1. Use graphical sensitivity analysis to determine the range of probabilities of state of nature s ₁ for which each of the decision alternatives has the largest expected value. If required, round your answers to two decimal places.
   

   d1 is optimal for probability of s 1	≥ ??
   d2 is optimal for probability of s 1	≤ ??

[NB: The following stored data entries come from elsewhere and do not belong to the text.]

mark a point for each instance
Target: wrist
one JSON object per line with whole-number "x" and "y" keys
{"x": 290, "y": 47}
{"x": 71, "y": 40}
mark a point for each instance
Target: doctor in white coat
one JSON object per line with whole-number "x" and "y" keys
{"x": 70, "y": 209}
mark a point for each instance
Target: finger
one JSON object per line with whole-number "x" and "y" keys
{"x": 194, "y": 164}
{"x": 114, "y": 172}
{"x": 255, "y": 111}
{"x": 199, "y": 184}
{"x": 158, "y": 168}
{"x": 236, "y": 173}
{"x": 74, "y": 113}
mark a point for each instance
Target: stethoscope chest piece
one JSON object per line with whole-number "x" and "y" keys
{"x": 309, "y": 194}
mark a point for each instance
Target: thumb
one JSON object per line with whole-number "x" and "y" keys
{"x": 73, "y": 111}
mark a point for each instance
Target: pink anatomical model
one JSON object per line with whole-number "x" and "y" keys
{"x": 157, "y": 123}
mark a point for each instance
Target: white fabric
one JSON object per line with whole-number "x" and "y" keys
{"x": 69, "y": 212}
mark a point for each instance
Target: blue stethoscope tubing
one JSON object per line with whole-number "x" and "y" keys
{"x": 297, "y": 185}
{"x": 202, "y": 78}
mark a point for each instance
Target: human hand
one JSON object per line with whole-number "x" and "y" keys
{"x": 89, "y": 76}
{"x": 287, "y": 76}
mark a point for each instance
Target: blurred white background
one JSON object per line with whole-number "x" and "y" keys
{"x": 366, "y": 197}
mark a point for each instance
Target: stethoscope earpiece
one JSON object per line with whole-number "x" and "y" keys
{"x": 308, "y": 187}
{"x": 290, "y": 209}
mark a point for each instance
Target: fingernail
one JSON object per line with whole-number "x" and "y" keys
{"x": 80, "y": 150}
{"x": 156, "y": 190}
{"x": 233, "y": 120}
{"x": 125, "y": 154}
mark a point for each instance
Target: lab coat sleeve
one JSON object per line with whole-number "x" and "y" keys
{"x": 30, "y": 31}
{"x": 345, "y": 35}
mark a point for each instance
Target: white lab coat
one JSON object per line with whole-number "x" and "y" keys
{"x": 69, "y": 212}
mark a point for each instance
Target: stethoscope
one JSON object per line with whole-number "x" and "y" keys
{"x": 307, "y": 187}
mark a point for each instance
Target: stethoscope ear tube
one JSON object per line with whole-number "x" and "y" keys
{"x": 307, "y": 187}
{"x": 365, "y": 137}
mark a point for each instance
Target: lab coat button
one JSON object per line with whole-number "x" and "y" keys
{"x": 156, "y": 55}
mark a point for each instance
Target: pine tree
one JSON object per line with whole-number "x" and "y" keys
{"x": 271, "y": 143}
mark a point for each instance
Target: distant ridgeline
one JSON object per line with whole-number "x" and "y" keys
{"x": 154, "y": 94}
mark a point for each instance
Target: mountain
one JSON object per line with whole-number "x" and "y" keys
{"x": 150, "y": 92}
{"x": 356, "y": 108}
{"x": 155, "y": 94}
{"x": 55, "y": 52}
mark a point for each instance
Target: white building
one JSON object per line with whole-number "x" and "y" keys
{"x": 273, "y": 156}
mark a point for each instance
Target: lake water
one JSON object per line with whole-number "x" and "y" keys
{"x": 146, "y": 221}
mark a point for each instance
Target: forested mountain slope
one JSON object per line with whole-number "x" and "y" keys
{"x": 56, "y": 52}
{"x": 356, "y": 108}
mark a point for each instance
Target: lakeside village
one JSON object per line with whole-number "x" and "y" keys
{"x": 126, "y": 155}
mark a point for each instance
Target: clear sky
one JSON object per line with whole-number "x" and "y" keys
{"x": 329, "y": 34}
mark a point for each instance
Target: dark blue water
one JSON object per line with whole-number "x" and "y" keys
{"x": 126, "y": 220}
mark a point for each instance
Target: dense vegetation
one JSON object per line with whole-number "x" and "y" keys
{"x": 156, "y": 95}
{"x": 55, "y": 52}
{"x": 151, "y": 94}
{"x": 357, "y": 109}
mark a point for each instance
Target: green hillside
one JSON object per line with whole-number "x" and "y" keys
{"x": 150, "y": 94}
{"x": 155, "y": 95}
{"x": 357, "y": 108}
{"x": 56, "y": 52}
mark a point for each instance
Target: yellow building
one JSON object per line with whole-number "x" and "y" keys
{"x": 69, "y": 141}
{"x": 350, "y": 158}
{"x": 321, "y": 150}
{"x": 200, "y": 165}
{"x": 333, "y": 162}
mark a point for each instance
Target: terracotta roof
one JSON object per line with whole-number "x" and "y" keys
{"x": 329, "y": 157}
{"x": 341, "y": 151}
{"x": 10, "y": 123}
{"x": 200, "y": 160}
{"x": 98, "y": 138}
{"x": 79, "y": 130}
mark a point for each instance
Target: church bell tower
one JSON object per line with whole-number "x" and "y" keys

2. Suppose P(s₁) = 0.85 and P(s₂) = 0.15. What is the best decision using the expected value approach?
   

   Best decision:

   ??

3. Perform sensitivity analysis on the payoffs for decision alternative d₁. Assume the probabilities are as given in part (b), and find the range of payoffs under states of nature s₁ and s₂ that will keep the solution found in part (b) optimal. Is the solution more sensitive to the payoff under state of nature s₁ or s₂?
   
   The input in the box below will not be graded, but may be reviewed and considered by your instructor.

Answer 1

(a) Graphical representation:

Expected Value of d1 = p (6) +(1-p)3 = 6p+3-3p = 3p+3

Expected value of d2 = p (9) +(1-p)1 = 9p+1-p = 8p+1

Insert the graph using the following data in excel.

Probability	d1	d2
0.1	(3*0.1) +3 = 3.3	(8*0.1) +1 = 1.8
0.15	3.45	2.2
0.2	3.6	2.6
0.25	3.75	3
0.3	3.9	3.4
0.35	4.05	3.8
0.4	4.2	4.2
0.45	4.35	4.6
0.5	4.5	5
0.55	4.65	5.4
0.6	4.8	5.8
0.65	4.95	6.2
0.7	5.1	6.6
0.75	5.25	7
0.8	5.4	7.4
0.85	5.55	7.8
0.9	5.7	8.2
0.95	5.85	8.6
1	6	9

Here, below 0.4, d1 is optimal. Above 0.4, d2 is optimal.

3p+3 = 8p+1

8p-3p = 3-1

5p = 2

p = 2/5 = 0.4

d1 is optimal for probability s1≤0.4

d2 is optimal for probability of s1≥0.4

(b)

Expected value approach:

Best value will be for d2 as mentioned in the above table, for 0.85 the payoff from d1 = 5.55 and for d2, it is 8.2

d 1 = (0.85*6) +(0.15*3) = 5.1+ 0.45 = 5.55

d 2 = (0.85*9) +(0.15*1) = 7.65+0.15 = 7.80

(c)

The best decision was for d2.

S = payoff of d2 under s1.

EV(d2) = (0.85) *s + (0.15)1 ≥ 5.55

0.85s+0.15≥5.55

0.85s≥5.55-0.15

0.85s≥5.40

s = 5.40/0.85 = 6.3529 = 6.35

As long as the payoff for s1 is greater than 6.35, d2 will be optimal in this given payoff matrix.